Dans la série “À fleur de peau”, Kim multiplie les lignes de force ; elles sont très nombreuses et veinées ; jaillissantes comme sur certaines peau les veines en relief. Prenez “À fleur de peau : entre la route”. Un fil rouge pend depuis le mur jusque sur le tableau. Seul contraste fort, il rejoint des lignes internes ; i.e, dans la préparation matérielle de Kim. La pointe du fil nous signale un endroit non loin d’un point de fuite. Voyez cette empreinte de triangle en bas, beaucoup moins filée que le côté haut du tableau. Une zone de fuite, de perspective entachée, saupoudrée par couches, par lectures (comme on “lit” les couches en archéologies). Archéologie verticale et oblique, d’un temps insistant, ponctué d’un trait rouge, sorte de métronome de sang figé, ou cadran solaire ? Non, ce sont les habits neufs du labyrinthe.

Rouge et blanc ; le sang et la peau — Kim évoque la couleur de la peau à-propos de la poudre de marbre blanc.

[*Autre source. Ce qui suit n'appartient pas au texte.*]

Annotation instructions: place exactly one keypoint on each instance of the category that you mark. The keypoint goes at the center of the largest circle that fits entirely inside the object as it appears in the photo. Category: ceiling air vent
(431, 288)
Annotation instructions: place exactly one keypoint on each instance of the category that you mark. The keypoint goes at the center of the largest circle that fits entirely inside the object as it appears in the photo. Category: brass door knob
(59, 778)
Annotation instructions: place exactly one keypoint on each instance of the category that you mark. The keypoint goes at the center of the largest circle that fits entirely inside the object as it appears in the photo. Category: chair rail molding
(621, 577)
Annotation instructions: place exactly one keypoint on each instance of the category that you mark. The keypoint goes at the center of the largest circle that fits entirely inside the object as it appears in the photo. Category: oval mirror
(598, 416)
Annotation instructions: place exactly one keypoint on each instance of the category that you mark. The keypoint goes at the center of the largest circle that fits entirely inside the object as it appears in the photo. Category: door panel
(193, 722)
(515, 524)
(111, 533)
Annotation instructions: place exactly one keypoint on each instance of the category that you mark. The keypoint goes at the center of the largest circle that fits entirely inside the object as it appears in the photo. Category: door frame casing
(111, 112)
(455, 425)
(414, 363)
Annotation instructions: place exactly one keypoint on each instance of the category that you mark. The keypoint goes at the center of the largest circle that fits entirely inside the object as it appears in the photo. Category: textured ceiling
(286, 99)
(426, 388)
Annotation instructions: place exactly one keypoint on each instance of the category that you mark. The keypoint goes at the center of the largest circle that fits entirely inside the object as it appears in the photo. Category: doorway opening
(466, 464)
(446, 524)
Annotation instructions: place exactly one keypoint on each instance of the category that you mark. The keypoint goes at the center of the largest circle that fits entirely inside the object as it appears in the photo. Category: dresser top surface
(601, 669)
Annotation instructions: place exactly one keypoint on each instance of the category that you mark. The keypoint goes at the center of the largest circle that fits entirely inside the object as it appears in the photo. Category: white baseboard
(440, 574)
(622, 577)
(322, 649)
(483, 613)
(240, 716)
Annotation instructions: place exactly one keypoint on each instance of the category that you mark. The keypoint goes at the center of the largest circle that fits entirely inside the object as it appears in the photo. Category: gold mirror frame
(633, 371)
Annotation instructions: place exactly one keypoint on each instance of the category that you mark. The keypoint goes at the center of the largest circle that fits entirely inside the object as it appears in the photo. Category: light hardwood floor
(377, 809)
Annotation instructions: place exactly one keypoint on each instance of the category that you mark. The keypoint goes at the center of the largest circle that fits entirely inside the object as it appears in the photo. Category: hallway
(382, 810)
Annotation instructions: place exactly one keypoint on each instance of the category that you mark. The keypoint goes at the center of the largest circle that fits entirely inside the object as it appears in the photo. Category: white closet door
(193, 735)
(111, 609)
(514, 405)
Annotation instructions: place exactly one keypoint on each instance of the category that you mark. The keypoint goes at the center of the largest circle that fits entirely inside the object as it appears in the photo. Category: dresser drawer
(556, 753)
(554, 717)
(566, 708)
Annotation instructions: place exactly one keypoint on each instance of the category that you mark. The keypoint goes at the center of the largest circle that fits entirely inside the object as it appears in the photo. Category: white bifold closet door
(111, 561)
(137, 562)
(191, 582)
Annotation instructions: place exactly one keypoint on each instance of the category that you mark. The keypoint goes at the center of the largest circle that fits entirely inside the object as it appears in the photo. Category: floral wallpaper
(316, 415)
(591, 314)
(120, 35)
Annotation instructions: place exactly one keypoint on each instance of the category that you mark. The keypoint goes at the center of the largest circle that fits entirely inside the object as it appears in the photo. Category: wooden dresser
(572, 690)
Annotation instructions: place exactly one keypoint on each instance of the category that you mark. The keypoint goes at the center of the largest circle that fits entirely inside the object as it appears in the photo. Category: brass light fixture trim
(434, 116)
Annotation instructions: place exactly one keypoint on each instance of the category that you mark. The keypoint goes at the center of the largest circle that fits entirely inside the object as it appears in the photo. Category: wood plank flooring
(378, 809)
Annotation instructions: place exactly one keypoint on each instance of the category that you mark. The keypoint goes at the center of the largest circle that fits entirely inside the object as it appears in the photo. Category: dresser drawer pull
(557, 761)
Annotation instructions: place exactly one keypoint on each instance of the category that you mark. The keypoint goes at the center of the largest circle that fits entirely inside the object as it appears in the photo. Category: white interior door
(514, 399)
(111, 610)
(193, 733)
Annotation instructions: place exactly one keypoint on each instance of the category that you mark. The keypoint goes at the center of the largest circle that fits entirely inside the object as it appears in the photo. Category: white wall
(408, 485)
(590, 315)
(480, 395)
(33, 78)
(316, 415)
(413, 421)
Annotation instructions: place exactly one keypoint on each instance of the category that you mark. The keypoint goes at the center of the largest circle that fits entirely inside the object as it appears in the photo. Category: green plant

N’y aurait-il que cela (la conjonction de subordination n’étant minorante ici) ? Nous ne sommes de toutes manières pas du tout dans quelque chose de mimétique : nous faisons face à des « paysages » ; des points de vue, des endroits, stellaires, ou plus naturels… Mais attention, écoutant Kim, on pourrait se poser la question : où commence le paysage ? Si l’intérieur du corps en est un, pour une créature minuscule s’y déplaçant,1 la surface de la peau l’est tout autant. (Vue de très près, la peau est un paysage.)

Les paysages de Kim nous interpellent, silencieusement, ou plus fortement. Par exemple “Refuge intérieur : la nuit”.

Les fils sont tous à fleur de peau, mais blancs, pour la plupart, cependant que sur la surface a été projetée de la peinture rouge. Le rouge se scinde du fil, le rouge, le sang (?) est-il sorti des veines ? Kim présente des fils rouges, et du rouge en dehors de fils. Quelle signification attribuer à ces changements d’états ? Du ‘dripping’ sur le paysage ? Du sang tellement vivace qu’il jaillit ?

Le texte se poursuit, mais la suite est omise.